A skuzzy hippie couple is traveling through town on their way to New Mexico in an old and almost broken-down VW bus that’s stocked full of marijuana. The woman, Cheryl, played by Jolene Perretta, is just the kind of peacenik you’d expect a hippie from the ‘60s to be. Teddy is not. Played by Jason Macy, Teddy is a gun-toting flower child in steel-toed boots, a Vietnam veteran who tries to wreck shop on everybody and anybody who dares to cross his path.

All eight of the cast members involved in When You Comin’ Back, Red Ryder? are experienced and very believable in their onstage portrayals.

Lyle, played by Patrick Hardy, is an old man who owns the next-door filling station. He’s a friendly guy whose kind demeanor makes him a constant target of people out to take advantage of everyone they can and who want to get ahead no matter whose hands they have to step on; crass folks, like yuppies Clarisse (Micha Marie Stevens) and her husband, played by Peter L. Coatis.

When I first sat down, I felt as though I was watching an old movie instead of actually viewing a play. The banter between Stephen and Angel seems to drag on and I found myself wondering, “Is something ever going to happen?” And when it eventually does, part of me found myself wishing that it hadn’t.

The storyline of When You Comin’ Back, Red Ryder? is a definite thought-provoker, while at the same time, it’s amazing to think how much we as a society have changed since the Vietnam War, both good and bad. And when you see Clarisse finally get up and stand her ground to both her husband and the ever-so-awful Teddy, all you can do is smile and feel proud for her.

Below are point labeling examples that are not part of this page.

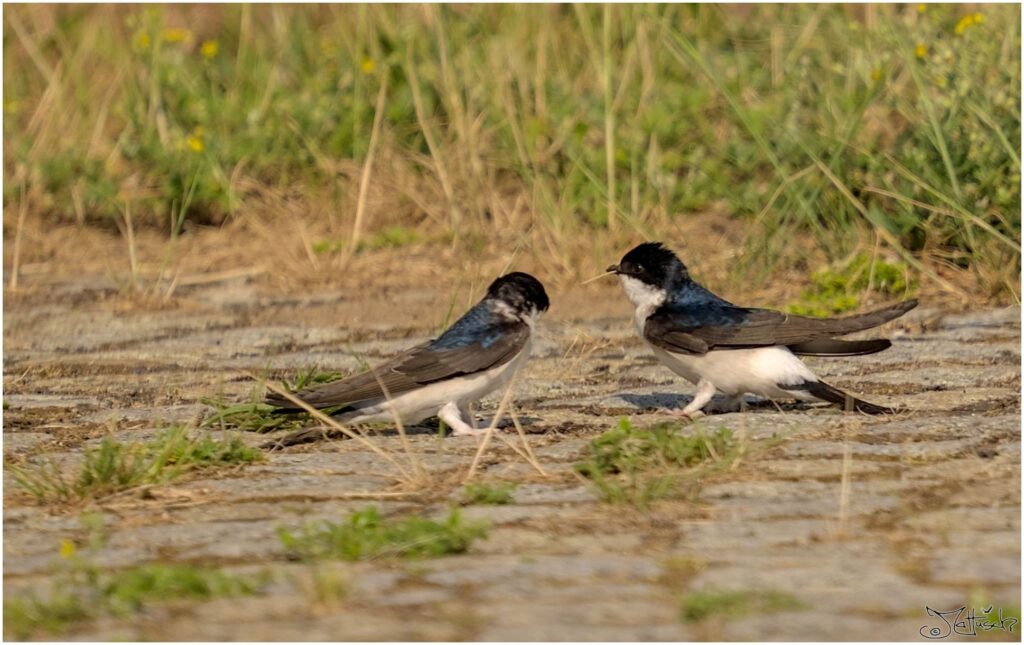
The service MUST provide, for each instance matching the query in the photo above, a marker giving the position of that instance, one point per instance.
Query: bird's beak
(611, 269)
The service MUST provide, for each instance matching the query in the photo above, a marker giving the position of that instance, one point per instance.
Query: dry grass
(548, 138)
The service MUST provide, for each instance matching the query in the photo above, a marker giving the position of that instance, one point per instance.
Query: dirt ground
(864, 520)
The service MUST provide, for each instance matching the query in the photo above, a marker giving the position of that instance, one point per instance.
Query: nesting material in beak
(599, 276)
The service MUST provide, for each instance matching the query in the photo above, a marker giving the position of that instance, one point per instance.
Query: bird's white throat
(643, 296)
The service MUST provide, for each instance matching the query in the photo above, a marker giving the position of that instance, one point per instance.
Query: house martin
(721, 347)
(478, 354)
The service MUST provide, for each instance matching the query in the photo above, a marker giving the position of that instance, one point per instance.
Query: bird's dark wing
(695, 330)
(418, 367)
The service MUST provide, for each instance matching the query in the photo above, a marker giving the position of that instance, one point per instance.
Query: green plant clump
(83, 592)
(641, 465)
(730, 604)
(366, 534)
(255, 416)
(839, 290)
(113, 466)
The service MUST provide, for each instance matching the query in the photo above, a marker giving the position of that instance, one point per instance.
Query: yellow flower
(968, 20)
(209, 49)
(67, 549)
(176, 35)
(141, 41)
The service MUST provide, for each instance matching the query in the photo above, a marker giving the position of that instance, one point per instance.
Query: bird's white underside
(733, 372)
(452, 395)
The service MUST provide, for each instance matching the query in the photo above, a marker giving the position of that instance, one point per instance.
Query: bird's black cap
(650, 262)
(520, 291)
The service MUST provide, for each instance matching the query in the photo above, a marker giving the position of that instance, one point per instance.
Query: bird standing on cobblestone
(475, 356)
(736, 350)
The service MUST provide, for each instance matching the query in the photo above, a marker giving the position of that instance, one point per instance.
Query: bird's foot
(469, 431)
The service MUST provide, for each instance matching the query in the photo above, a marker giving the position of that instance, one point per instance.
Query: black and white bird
(721, 347)
(478, 354)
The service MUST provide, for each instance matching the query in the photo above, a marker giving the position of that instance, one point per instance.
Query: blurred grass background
(849, 140)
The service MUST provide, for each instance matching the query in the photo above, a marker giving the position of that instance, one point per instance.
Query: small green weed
(366, 534)
(114, 466)
(641, 465)
(838, 290)
(730, 604)
(83, 592)
(491, 495)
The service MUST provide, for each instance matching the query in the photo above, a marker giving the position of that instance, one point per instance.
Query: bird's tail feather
(860, 321)
(825, 392)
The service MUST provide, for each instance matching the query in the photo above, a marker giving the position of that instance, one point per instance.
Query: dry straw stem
(844, 489)
(23, 208)
(360, 206)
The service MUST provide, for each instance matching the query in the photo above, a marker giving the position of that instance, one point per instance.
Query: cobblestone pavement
(865, 521)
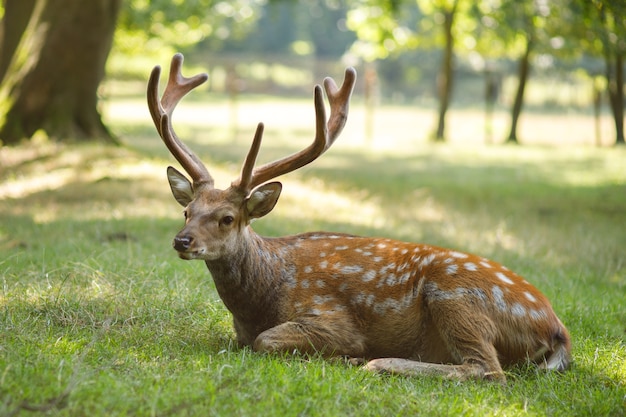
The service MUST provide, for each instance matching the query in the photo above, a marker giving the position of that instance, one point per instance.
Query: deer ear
(263, 199)
(180, 186)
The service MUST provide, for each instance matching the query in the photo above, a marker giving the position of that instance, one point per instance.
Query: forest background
(546, 55)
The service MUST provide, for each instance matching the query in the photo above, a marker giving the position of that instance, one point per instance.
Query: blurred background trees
(411, 52)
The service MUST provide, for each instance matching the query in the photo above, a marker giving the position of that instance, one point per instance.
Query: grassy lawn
(98, 316)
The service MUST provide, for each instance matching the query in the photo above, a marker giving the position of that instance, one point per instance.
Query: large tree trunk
(444, 80)
(524, 71)
(52, 79)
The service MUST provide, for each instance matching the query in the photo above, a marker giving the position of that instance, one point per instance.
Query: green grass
(98, 316)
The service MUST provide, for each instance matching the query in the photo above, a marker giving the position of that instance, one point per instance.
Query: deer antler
(177, 87)
(325, 135)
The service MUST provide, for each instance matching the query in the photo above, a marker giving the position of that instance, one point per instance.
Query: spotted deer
(405, 308)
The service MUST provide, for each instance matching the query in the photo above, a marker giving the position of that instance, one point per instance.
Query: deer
(394, 307)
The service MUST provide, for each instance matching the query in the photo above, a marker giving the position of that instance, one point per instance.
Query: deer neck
(249, 280)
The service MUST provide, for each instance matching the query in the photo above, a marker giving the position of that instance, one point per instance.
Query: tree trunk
(615, 87)
(52, 80)
(16, 16)
(444, 80)
(524, 70)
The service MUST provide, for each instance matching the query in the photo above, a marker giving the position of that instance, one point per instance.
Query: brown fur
(407, 308)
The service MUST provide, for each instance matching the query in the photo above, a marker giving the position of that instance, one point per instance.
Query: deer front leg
(410, 367)
(311, 337)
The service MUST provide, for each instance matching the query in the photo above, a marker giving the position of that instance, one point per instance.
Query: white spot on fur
(498, 298)
(530, 297)
(537, 314)
(351, 269)
(427, 260)
(369, 275)
(504, 278)
(322, 299)
(452, 269)
(518, 310)
(470, 266)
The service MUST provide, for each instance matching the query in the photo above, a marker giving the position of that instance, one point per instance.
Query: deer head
(411, 308)
(215, 219)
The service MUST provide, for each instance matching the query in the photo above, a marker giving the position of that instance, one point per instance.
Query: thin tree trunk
(615, 88)
(524, 71)
(16, 17)
(444, 81)
(52, 80)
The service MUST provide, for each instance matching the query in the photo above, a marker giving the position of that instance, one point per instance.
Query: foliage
(152, 25)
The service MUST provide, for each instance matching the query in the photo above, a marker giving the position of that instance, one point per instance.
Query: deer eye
(227, 220)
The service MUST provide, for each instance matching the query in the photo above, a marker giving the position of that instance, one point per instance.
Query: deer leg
(309, 337)
(408, 367)
(468, 337)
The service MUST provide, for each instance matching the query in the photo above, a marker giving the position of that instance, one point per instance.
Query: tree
(606, 21)
(53, 54)
(384, 26)
(52, 66)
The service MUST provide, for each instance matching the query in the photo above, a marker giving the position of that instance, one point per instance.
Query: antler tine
(325, 134)
(161, 111)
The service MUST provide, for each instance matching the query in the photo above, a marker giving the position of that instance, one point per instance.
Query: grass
(99, 317)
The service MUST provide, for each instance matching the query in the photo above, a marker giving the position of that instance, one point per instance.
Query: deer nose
(182, 243)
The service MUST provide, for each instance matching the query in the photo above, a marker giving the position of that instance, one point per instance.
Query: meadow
(98, 316)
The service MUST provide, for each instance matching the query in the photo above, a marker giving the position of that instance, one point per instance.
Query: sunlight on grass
(101, 315)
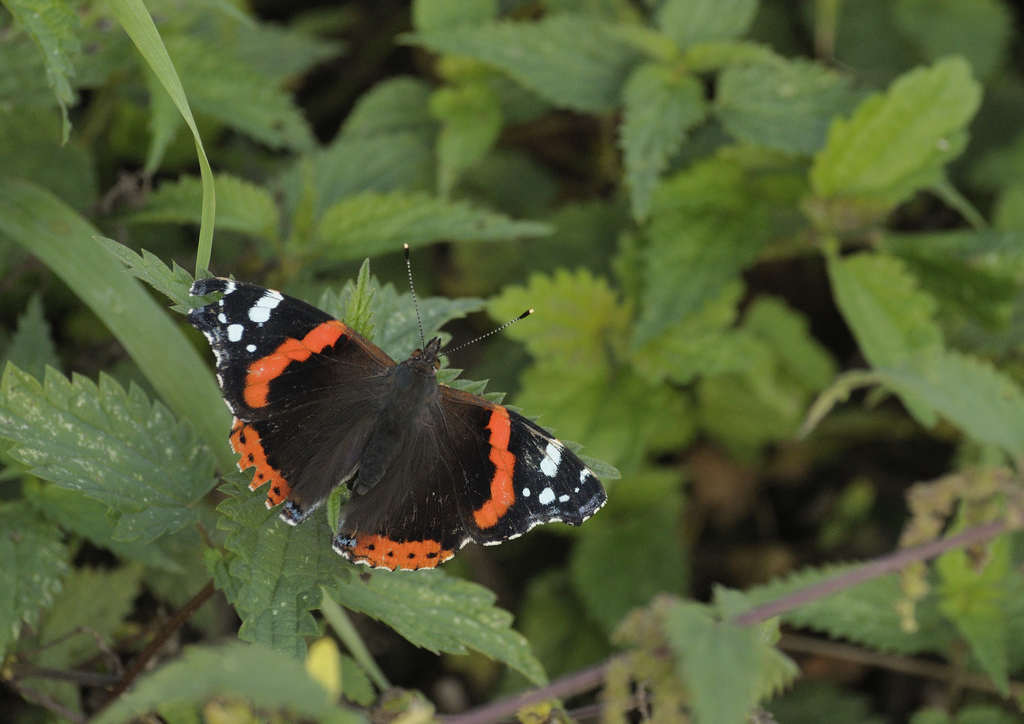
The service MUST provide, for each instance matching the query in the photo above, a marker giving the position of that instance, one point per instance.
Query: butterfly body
(429, 467)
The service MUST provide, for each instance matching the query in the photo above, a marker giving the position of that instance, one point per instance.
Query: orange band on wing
(385, 553)
(245, 441)
(502, 491)
(267, 369)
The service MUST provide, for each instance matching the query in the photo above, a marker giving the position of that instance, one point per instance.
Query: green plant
(750, 268)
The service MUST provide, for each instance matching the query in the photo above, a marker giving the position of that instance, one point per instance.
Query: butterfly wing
(292, 375)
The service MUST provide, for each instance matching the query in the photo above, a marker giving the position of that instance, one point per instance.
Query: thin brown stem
(795, 643)
(165, 632)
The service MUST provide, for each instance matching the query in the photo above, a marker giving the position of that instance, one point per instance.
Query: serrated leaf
(394, 315)
(660, 105)
(242, 206)
(95, 599)
(33, 561)
(641, 521)
(863, 613)
(471, 120)
(276, 570)
(784, 104)
(899, 142)
(707, 224)
(975, 602)
(572, 61)
(114, 445)
(689, 22)
(985, 403)
(225, 88)
(376, 223)
(440, 613)
(31, 346)
(52, 25)
(978, 30)
(723, 666)
(265, 678)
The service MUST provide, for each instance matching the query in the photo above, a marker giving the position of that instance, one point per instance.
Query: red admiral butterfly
(429, 467)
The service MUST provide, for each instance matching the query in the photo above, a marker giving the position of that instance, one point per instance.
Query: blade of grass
(136, 20)
(65, 242)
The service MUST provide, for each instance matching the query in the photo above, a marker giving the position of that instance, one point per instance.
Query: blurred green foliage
(775, 251)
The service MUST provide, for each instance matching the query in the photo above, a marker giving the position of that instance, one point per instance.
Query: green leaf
(978, 30)
(66, 243)
(242, 206)
(260, 676)
(689, 22)
(641, 522)
(723, 666)
(225, 88)
(440, 613)
(784, 104)
(137, 22)
(32, 346)
(707, 224)
(985, 403)
(95, 599)
(899, 142)
(52, 24)
(33, 560)
(471, 120)
(975, 601)
(660, 105)
(397, 332)
(439, 14)
(173, 282)
(572, 61)
(375, 223)
(276, 569)
(890, 316)
(113, 445)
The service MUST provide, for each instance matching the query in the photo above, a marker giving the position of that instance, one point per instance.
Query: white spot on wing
(552, 457)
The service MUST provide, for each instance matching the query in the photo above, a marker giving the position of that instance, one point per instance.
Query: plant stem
(342, 626)
(165, 632)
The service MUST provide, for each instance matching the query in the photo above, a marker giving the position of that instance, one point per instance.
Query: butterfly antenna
(419, 320)
(474, 341)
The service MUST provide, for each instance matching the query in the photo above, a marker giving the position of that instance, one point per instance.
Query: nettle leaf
(864, 613)
(31, 346)
(784, 104)
(266, 679)
(114, 445)
(689, 22)
(707, 224)
(33, 561)
(393, 314)
(52, 25)
(898, 142)
(220, 85)
(572, 61)
(471, 121)
(660, 105)
(440, 613)
(242, 206)
(978, 30)
(986, 403)
(96, 599)
(724, 667)
(975, 601)
(640, 522)
(375, 223)
(276, 570)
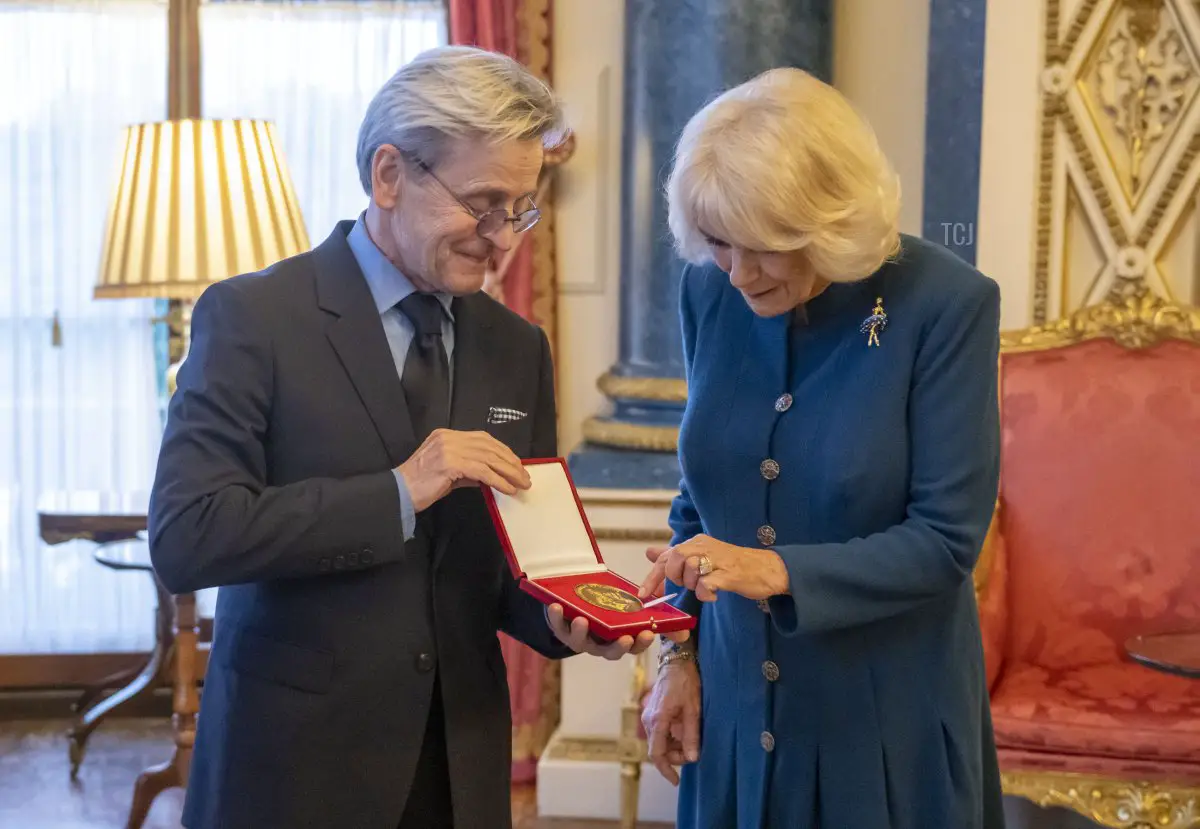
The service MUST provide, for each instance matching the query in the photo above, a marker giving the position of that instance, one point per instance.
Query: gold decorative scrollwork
(1132, 314)
(1110, 803)
(630, 436)
(1141, 82)
(666, 389)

The basic message of Red Ryder is that life isn’t as bad as we sometimes think it is, and our vision of how bad or “off” things are is quite tainted—we have to remember that there is always a bigger picture.

Whether you lived through the time period or read about it in history class, When You Comin’ Back, Red Ryder? is, much like the food at the diner it takes place in, not always the easiest fare to digest.